Gözlerimi kapattım ve kendimi bir hücrenin beyaz ışıklarına ve beton duvarlarına hazırlamaya çalıştım. Belirsiz bir süre hapsedilmeyi düşünmek beni kötü hissettirdi ve düzensiz nefesler almaya başladım.
Arabadakiler fark etmeden önce kendimi sakinleştirmeye çalıştım.
Yaklaşan panik atağı durdurmak için gözlerimi sıkıca kapatıp elimi kalbimin üzerine koyarken göğsüm korkudan titredi.
Durduğumuz zaman Zach uzandı ve elini omzuma koydu. Gözlerim açıldı.
“Yürüyeceğim. Lütfen sadece bana dokunmayın,” diye fısıldadım, beni duyabileceğini biliyordum. Elini yavaşça çekti ve arabadan indi.
Pencereden dışarı baktığımda, şaşkınlık içinde bir eve baktım.
Kendimi sakinleştirmeye çalışırken, arabanın yoldan çıkarak çakıllı bir garaj yoluna çekildiğini fark etmemiştim.
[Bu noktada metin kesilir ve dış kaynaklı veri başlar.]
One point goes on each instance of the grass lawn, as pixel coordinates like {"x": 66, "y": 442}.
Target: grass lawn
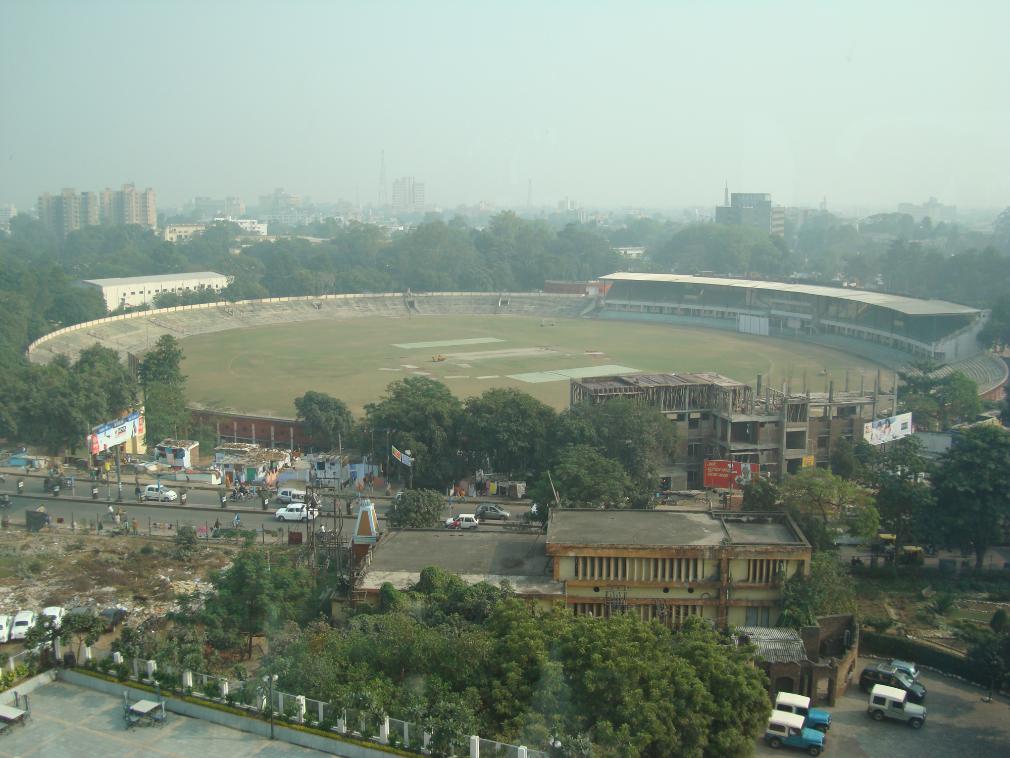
{"x": 262, "y": 370}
Yanına çektiğimiz büyük evi görmemiştim.
Zach kapımı açtı ve kafa karışıklığımı hissederek “Ne oldu?” diye sordu.
Bakışlarımı ondan alıp eve baktığımda, “Burası yerleşke değil” diye cevap verdim.
Gülümseyen Zach, açıklamadan önce elini uzattı. “Alfa seni onun evinde kalmaya davet etti.”
Alfa’dan bahsederken midemde küçük bir öfke alevlendi. “Ona davetini reddettiğimi söyleyebilirsin,” dedim, bomboş bir ifadeyle bakıyordum.
Zach başını salladı ve cevap vermeden önce gözlerimin içine baktı. “Hayır’ı cevap olarak kabul etmeyeceğim.”